En La noche del crimen, y a pesar de su fracaso anunciado, el caso avanza en diversas direcciones. Tal vez, la figura que mejor lo represente sea la de un círculo que acaba siempre en el mismo punto vacío. Cada testimonio que logran recoger los investigadores, hiere la coraza de una intimidad que se vuelve pública, observada desde el tamiz de la sospecha. El pasado inmediato de Clara, la chica veinteañera asesinada, se convierte en un enigma, y en sus múltiples bifurcaciones, los policías recomponen un historial de encuentros sexuales y romances que los desconcierta. Algunos juzgan, otros escuchan y se aplican metódicamente a constatar los hechos, que se escurren como la niebla. Yohan, el policía a cargo, lleva una vida solitaria, aséptica. Por las noches, agota su cuerpo en el velódromo local, girando hasta quedar exhausto, consciente tal vez que sólo puede avanzar sin detenerse, y que mientras lo haga, la línea que marca su camino en la pista será engañosamente recta. Durante el día, intentará presionar a los posibles sospechosos, tratando de ejercer un dominio psicológico que pronto entenderá inútil. Sus herramientas son escasas, su perplejidad aumenta y nada parece colaborar para que en su mente se desvanezca, al menos por un rato, la imagen de una Clara sonriente, que observó en una foto familiar al inicio de la investigación.

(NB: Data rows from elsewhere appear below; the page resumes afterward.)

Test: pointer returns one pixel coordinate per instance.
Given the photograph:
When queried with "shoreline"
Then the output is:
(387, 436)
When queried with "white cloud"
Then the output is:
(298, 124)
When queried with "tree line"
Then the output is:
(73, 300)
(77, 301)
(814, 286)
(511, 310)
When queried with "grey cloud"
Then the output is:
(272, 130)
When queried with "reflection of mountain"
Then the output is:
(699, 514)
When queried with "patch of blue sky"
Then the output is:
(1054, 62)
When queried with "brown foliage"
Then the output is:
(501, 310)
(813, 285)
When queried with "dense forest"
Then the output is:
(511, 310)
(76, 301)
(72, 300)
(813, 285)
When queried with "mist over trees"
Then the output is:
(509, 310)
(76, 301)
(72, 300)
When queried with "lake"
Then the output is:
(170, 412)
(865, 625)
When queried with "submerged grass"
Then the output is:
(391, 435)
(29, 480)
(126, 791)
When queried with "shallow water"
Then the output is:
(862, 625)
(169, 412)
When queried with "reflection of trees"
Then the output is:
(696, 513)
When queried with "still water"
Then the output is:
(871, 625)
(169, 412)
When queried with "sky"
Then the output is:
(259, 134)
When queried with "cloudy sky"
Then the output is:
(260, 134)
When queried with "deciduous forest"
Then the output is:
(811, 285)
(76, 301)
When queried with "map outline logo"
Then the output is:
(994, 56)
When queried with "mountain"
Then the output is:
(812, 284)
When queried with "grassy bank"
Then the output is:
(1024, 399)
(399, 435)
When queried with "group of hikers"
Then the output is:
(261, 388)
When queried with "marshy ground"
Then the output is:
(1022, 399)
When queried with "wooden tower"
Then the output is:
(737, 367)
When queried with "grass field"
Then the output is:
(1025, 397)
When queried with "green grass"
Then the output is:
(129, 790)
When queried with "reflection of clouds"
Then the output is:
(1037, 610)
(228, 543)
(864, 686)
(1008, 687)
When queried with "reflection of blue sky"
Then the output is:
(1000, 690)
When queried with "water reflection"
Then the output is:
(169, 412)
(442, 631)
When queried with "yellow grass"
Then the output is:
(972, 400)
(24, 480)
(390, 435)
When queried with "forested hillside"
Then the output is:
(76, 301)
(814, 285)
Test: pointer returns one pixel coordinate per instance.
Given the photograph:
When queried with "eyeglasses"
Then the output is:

Apenas nos alejamos del destino del cazador, que sabemos fallido, nos ubicamos en otro plano: la observación minuciosa de un proceso y aquello que provoca en su protagonista, algo que Moll maneja con gran pulso cuando decide no condescender a ciertas afirmaciones discursivas. Esta suerte de tironeo entre dos formas antagónicas (la observación y la enunciación a viva voz) parecen nacer de la inevitable tensión que se presenta al adaptar a otro lenguaje, el libro que la coguionista Pauline Guéna escribió -con pulso de novela- relatando su experiencia de todo un año junto a diversas brigadas de investigación. Hay tres escenas clave en las que ese tono incierto, algo incómodo, se manifiesta con mayor claridad: la conversación de Yohan con la mejor amiga de la víctima, su encuentro con la jueza, y una charla trasnochada con su nueva compañera de equipo. En todas ellas, y en algunas rondas en la mesa de trabajo de la estación, las actuaciones abrigan con una gran dosis de verdad cada una de esas palabras, que parecen provenir aún de algún otro dispositivo formal. Se dirá, en algún arranque de furibundo malestar, que los hombres involucrados sexual o sentimentalmente con la víctima son potencialmente culpables, y que en cierta forma todos lo son. (Antes de esa afirmación, una serie de fundidos encadenados han sugerido lo mismo); se hablará también sobre el estado de las cosas para las mujeres, y cómo la mirada de los hombres moldea la percepción que la sociedad tiene de ellas. Verdades sí, que en su literalidad podrían obturar un relato casi siempre seco, áspero, menos aprehensible, que bien termina arribando, por los caminos del cine, a similares conclusiones.

La noche del crimen acierta en su propuesta a contramano de los finales reparadores, en asumir que no puede ni debe clausurar las contradicciones de sus personajes, y que su tono desencantado también puede ser vital, aún cuando el sentido -de la verdad, del mundo, de la violencia- siempre parece transitar por senderos que se bifurcan, sin llegar a ninguna parte. 

La noche del crimen (La nuit du 12, Francia-Bélgica/2022). Dirección: Dominik Moll. Elenco: Bastien Bouillon, Bouli Lanners, Théo Cholbi, Johann Dionnet, Thibaut Evrard, Julien Frison, Paul Jeanson, Mouna Soulam, Pauline Serieys, Anouk Grinberg, Lula Cotton Frapier. Guion: Gilles Marchand y Dominik Moll, basado en el libro 18.3: Une année à la PJ, de Pauline Guéna. Fotografía: Patrick Ghringhelli. Edición: Laurent Rouan. Música: Olivier Marguerit. Duración 115 minutos.